La lección del globo
Por: Elvia Gómez Hernández
Si me preguntarán que aprendí este año, lo resumiría en una pequeña frase “la lección del globo”, si así es. Me di cuenta de ello, mientras observaba a mis hijos prepararse para lanzar el día de reyes su globo.
Aún no llegaban los globos, cuando uno de sus vecinos de 6 años se apresuró a su casa y salió corriendo para mostrar su globo y ser el primero en estar listo; sin embargo, en la espera un niño más grande le grito ¡suéltalo, suéltalo! aún sin la carta puesta, mi hijo de 3 años le gritaba que no. Duro la discusión sólo un minuto cuando el niño soltó el globo, como era de esperarse se puso a llorar. Yo imprudentemente intervine y en mi lógica de mamá gallina, me dirigí al más grande y le pregunte porque le había dicho que lo soltara, así que tenía que ir a contar a su casa lo sucedido, en la confusión la abuelita del niño del globo decidió, que el vecino pagará el globo.

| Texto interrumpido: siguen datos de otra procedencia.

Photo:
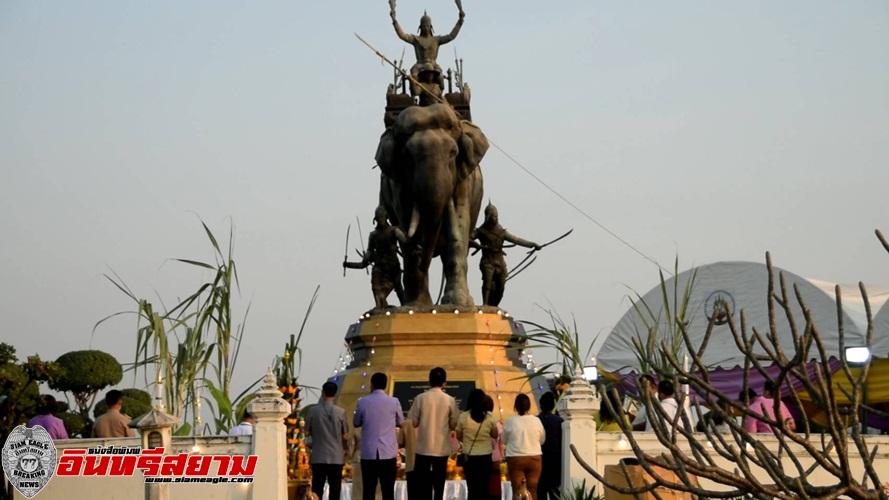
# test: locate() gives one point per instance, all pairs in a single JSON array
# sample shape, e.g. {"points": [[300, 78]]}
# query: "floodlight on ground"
{"points": [[857, 355]]}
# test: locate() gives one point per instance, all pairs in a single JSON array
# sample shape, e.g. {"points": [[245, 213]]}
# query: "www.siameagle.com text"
{"points": [[214, 480]]}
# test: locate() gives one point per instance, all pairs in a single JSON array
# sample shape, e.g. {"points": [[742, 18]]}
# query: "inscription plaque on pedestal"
{"points": [[407, 390]]}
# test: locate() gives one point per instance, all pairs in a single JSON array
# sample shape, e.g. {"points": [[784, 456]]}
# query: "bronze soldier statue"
{"points": [[426, 46], [382, 253], [491, 236]]}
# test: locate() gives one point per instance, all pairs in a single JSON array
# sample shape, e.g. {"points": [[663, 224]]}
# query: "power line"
{"points": [[578, 209]]}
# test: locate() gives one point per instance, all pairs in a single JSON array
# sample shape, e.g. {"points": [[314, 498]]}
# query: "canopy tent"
{"points": [[743, 286]]}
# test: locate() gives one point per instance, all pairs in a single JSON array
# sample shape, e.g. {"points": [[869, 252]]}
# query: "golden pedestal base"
{"points": [[472, 346]]}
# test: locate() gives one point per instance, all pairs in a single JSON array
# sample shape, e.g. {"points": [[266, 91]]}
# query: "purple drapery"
{"points": [[730, 382]]}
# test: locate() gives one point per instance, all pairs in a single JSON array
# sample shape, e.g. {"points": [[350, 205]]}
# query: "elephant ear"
{"points": [[472, 148]]}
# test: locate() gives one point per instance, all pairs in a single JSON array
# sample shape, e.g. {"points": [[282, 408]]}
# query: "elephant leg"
{"points": [[498, 285], [457, 227], [487, 281], [399, 291], [416, 276]]}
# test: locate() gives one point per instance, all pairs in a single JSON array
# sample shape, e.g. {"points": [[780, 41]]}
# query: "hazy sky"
{"points": [[712, 130]]}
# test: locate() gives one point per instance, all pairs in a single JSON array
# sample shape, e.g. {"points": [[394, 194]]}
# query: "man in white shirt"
{"points": [[665, 393], [640, 423], [434, 414]]}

Reflexionando el asunto, me parece que muchas veces en el año actué como la niña del globo que lo suelta y busca quien repare el daño, pero saben la única responsable de soltarlo fui yo.
Cuantas veces soltaste tu globo y buscaste culpables, en lugar de aceptar la responsabilidad, cierto que es que en el caso de mi vecinito había una responsabilidad compartida por la edad, pero desde pequeños necesitamos aprender asumir nuestras responsabilidades, y en un acto tan sencillo como este, aprendemos a manipular la situación para aparecer como las víctimas.
También la premura del tiempo nos hace tomar decisiones precipitadas, a veces queremos ser los primeros y los únicos, sin entender antes que las cosas pasan a su debido tiempo, están hechas para ello para disfrutarlas y darles su importancia.
Yo este año aprendí ha hacerme responsable de mis actos y no tiene que ver con la culpa, simplemente con asumir que mis decisiones en ocasiones pueden ser correctas y otras no, todas tienen un efecto, en la metáfora del globo una decisión podría permitirnos soltar o tal vez perder, depende del enfoque que le demos.
Sería bueno preguntarnos ¿estamos listos para soltar el globo?
En este caso, el pequeño no lo estaba y por eso fue el llanto, pero cuando todos ya estuvieron listos y fue el tiempo de lanzarlo lo disfrutaron esperando con esa decisión una respuesta favorable, sus regalos.
Así es la vida, cuando sentimos que no es el momento de soltar el globo, dudamos de la respuesta, porque en el fondo sabemos que la premura, la impaciencia y la decisión incorrecta no traen el resultado correcto y por eso lloramos y nos duele nuestro error. En cambio si esperamos, nos tomamos el tiempo, lo disfrutamos y confiamos en que lo estamos haciendo bien nuestra respuesta será la mejor.
En este momento de mi vida he decidido aprender la lección, pues bien dicen que uno no pasa la prueba hasta que aprende la lección, decidí ser la niña que está lista para soltar su globo y tomar su mejor decisión con alegría, con esperanza, confiada y con la paciencia requerida, así como mis hijos lo hacen todos los días.